La boucle est ainsi bouclée : si la discrimination induit un ressentiment qui peut se traduire par des comportements déviants [(1) à (4)], c’est la délinquance des « jeunes nés de l’immigration » qui, en retour, explique les comportements discriminatoires à leur égard (5).
La primauté de la délinquance sur la discrimination apparaît clairement dans la définition de la situation qui émane de cette circulaire. Trois points viennent corroborer cette affirmation. Tout d’abord, ce sont les comportements déviants de la population désignée et non la discrimination elle-même qui est avancée comme « portant atteinte à la cohésion sociale et à l’intégrité du pacte républicain » (5). Ensuite, on peut remarquer que si le « rejet » et l’« exclusion » que les discriminations suscitent chez les populations discriminées sont appréhendées sous l’angle de la subjectivité et du ressenti (« une fraction importante de la population se sent rejetée et exclue du contrat social » (3)) les effets sociaux qui découlent de cette mise à l’écart sont, quant à eux, clairement explicités, sous le mode de l’incrimination : « violences urbaines, explosion des incivilités, délinquance des mineurs, développement de l’économie souterraine, repli communautariste » (4). En troisième lieu, cette primauté de la délinquance sur la discrimination dans l’appréciation de la situation par le ministre de l’Intérieur est renforcée par la phrase conclusive qui présente l’égal accès à la citoyenneté comme conditionnant un égal accès à la sécurité (6).
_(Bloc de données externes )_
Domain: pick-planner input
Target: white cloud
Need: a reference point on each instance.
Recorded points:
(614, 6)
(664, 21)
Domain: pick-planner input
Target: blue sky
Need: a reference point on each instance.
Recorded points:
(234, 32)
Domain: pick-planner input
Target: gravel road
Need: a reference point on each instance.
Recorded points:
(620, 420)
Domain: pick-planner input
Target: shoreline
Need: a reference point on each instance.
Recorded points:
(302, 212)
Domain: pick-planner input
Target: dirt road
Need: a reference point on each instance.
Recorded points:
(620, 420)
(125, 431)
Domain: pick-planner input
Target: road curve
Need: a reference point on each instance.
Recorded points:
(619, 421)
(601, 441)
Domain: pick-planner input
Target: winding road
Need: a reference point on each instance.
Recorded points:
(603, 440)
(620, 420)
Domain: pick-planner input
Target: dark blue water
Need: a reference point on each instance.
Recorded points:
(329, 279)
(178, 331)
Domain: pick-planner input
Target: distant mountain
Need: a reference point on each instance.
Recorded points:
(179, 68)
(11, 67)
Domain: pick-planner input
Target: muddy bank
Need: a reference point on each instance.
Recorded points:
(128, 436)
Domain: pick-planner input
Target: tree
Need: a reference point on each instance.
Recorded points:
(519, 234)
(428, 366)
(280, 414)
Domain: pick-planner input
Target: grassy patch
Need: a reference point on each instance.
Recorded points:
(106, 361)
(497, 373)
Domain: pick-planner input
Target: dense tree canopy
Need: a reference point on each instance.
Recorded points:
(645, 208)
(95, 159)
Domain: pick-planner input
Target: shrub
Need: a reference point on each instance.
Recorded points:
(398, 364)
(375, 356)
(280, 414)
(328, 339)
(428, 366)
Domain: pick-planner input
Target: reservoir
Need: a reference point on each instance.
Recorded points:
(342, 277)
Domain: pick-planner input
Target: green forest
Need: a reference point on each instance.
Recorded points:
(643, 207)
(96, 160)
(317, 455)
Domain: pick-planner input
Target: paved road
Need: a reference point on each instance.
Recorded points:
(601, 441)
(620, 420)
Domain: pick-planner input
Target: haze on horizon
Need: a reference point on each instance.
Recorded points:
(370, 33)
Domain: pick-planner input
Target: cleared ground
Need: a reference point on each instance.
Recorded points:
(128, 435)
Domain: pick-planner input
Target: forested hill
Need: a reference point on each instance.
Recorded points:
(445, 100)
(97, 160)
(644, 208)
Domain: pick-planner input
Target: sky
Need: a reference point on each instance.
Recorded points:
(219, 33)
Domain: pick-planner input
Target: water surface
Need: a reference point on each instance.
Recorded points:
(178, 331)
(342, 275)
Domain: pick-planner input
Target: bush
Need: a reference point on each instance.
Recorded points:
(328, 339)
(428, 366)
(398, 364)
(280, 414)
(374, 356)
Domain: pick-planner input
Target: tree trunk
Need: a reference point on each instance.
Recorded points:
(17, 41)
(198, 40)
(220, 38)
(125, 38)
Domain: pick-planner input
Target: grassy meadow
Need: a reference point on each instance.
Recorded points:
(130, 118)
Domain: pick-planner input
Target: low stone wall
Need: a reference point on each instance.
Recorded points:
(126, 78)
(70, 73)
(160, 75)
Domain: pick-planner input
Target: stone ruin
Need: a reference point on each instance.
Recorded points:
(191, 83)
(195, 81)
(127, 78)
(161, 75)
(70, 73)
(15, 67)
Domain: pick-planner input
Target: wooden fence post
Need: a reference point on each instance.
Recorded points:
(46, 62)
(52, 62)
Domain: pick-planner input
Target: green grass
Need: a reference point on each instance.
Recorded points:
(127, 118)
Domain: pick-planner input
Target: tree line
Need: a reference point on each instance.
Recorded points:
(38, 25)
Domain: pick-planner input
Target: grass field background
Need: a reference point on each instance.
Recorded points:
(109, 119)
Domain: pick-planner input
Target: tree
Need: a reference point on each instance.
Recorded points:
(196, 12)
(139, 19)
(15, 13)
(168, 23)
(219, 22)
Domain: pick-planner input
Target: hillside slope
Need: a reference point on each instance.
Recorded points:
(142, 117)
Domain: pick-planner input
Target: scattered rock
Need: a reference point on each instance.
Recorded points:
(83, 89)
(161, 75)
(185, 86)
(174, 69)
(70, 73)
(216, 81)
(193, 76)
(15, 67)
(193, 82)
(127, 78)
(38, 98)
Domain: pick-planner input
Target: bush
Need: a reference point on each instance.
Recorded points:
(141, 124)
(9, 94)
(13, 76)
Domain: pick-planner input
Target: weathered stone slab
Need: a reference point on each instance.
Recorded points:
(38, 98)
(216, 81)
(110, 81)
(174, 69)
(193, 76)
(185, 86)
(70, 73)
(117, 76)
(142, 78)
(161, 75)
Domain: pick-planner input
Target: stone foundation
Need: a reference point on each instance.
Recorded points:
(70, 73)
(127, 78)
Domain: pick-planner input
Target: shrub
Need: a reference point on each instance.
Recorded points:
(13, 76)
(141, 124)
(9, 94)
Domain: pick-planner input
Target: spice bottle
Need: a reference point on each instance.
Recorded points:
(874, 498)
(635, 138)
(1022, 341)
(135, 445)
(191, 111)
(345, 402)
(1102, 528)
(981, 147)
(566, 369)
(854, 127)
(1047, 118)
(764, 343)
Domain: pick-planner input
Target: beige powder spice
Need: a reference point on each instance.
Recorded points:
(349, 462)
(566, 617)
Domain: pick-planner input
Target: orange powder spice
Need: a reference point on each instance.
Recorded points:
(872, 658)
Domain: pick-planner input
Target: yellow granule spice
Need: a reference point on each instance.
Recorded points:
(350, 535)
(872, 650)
1.2. Une criminalisation des discriminés
L’énoncé de cette circulaire tend à superposer et, finalement, à confondre les deux groupes « populations discriminée » et « population délinquante ». Cette assimilation participe de ce que Fabienne Brion nomme « criminalisation de l’immigration », processus qui renvoie à « l’attribution, aux membres du groupe racisé d’une criminogénéité intrinsèque » (Brion 2001). Certes, la caractérisation ethnico-raciale de la population à laquelle il est fait référence lorsqu’il est question de comportements criminogènes n’apparaît que de manière indirecte, puisque la circulaire fait référence à « une fraction importante de la population » (3). Elle n’en demeure pas moins établie explicitement par les catégories qui apparaissent en amont, et dont la caractérisation ethnico-raciale ne fait aucun doute puisqu’il est question de « jeunes nés de l’immigration » et « enfants nés au moins d’un parent étranger ». Le lien sur lequel repose l’étroite corrélation faite entre « discrimination » et « délinquance » réside dans l’analogie opérée entre les groupes auxquels ces deux processus sociaux sont rapportés.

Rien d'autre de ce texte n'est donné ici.